Au large d’Ajaccio, l’archipel des Sanguinaires entre dans une nouvelle phase de restauration écologique. Après plusieurs mois d’opérations menées dans le cadre du programme européen Life espèces marines mobiles, les premiers résultats de l’éradication du rat noir apparaissent particulièrement encourageants. Objectif : restaurer durablement la biodiversité des îlots et favoriser, à terme, l’installation du puffin yelkouan, un oiseau marin protégé emblématique de Méditerranée.

Archipel des Sanguinaires : l’éradication du rat noir ouvre une nouvelle étape pour la biodiversité au large d’Ajaccio

Une mission scientifique en cours sur les îles Sanguinaires

Depuis plusieurs jours, une équipe réunissant l’ONG PIM, l’Office français de la biodiversité et le syndicat mixte de gestion des îles Sanguinaires mène une vaste mission de suivi écologique sur Mezzu Mare et les différents îlots de l’archipel.

Cette opération post-éradication vise à mesurer l’évolution de la biodiversité après la disparition du rat noir, espèce invasive particulièrement destructrice pour les écosystèmes insulaires méditerranéens.

Des enregistreurs acoustiques ont notamment été installés afin d’analyser la présence des oiseaux nicheurs et migrateurs. D’autres dispositifs permettent également d’observer l’évolution de la végétation, des insectes ainsi que des reptiles présents sur les îles, notamment les geckos et les lézards, considérés comme des espèces indicatrices de l’état écologique du site.
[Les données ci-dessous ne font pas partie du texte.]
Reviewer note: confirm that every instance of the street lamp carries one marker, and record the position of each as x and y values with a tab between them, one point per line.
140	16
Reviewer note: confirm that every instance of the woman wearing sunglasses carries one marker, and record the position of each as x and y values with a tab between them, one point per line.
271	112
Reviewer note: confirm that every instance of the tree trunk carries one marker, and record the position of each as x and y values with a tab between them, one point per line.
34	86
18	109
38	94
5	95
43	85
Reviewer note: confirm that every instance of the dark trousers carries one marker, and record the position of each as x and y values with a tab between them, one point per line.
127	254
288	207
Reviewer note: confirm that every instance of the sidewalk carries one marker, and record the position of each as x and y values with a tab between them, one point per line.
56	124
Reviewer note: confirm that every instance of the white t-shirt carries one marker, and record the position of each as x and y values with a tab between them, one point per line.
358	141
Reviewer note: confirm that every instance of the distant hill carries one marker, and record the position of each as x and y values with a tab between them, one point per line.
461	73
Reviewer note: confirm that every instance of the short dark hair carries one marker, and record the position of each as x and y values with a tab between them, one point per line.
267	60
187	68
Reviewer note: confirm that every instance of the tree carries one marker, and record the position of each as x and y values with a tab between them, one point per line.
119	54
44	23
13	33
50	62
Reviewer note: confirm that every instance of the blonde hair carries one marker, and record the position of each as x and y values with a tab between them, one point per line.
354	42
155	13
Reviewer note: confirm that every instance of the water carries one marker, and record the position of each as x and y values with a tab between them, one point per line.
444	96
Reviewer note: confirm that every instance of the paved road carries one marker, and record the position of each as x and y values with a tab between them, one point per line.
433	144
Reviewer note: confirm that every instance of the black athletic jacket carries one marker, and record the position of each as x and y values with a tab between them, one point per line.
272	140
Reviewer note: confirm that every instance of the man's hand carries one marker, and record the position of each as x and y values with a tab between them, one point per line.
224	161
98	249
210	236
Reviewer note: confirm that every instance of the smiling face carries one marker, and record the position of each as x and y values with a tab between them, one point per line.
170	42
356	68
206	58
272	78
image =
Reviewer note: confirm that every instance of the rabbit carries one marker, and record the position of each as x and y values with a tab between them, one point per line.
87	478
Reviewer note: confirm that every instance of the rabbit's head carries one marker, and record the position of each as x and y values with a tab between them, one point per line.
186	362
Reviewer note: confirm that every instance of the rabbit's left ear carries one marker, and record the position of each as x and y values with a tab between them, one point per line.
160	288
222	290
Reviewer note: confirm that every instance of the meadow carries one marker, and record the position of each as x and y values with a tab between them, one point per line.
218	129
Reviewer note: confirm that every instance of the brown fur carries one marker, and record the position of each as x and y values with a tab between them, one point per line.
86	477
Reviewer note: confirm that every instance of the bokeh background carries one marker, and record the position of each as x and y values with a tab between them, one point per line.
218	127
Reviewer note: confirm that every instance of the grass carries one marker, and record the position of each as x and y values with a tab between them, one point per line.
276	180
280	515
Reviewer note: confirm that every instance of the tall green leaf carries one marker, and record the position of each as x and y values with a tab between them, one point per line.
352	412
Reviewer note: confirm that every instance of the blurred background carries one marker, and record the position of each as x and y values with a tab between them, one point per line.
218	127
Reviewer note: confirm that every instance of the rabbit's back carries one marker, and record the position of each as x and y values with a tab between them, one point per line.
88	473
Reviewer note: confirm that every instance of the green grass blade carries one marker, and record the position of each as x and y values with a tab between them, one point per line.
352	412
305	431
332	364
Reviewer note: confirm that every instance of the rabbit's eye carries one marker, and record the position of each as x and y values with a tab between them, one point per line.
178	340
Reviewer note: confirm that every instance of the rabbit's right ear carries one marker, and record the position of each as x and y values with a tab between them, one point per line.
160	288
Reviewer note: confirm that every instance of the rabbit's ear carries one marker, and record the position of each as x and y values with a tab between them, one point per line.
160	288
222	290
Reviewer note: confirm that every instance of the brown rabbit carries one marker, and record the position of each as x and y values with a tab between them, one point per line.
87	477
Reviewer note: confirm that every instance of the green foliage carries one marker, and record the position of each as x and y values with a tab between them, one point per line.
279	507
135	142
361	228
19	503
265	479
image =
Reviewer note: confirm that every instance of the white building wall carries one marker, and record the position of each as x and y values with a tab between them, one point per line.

Le rat noir, une menace majeure pour les oiseaux marins

Longtemps présent sur l’archipel des Sanguinaires, le rat noir perturbait fortement les équilibres biologiques des îlots situés à l’entrée du golfe d’Ajaccio.

Contrairement au rat urbain, cette espèce invasive représente une menace directe pour les oiseaux marins nicheurs. Prédateur opportuniste, le rat noir s’attaque aux œufs, aux poussins et aux jeunes oiseaux, compromettant fortement les capacités de reproduction de plusieurs espèces méditerranéennes protégées.

Son impact ne se limitait pas à l’avifaune. Herbivore et insectivore, le rongeur affectait également les jeunes pousses de plantes endémiques, les populations d’insectes et l’ensemble de la chaîne écologique des îles.

Parmi les espèces concernées figurent notamment le cormoran huppé, certaines fauvettes méditerranéennes, les martinets ainsi que le goéland leucophée.

Une opération d’éradication jugée très positive

Lancée en 2024 dans le cadre du programme Life espèces marines mobiles coordonné par l’OFB, la campagne de dératisation s’est déroulée sur plusieurs semaines avec l’appui d’une entreprise spécialisée.

Selon les premiers constats réalisés sur le terrain, le rat noir aurait désormais totalement disparu des îlots concernés. Les opérations de suivi menées depuis la fin de l’année 2025 n’ont révélé aucune nouvelle présence du rongeur.

Des postes permanents de biosécurité ont toutefois été installés afin de prévenir toute réinfestation. Ces dispositifs font l’objet de contrôles réguliers, notamment pour détecter d’éventuels individus ayant échappé aux campagnes initiales.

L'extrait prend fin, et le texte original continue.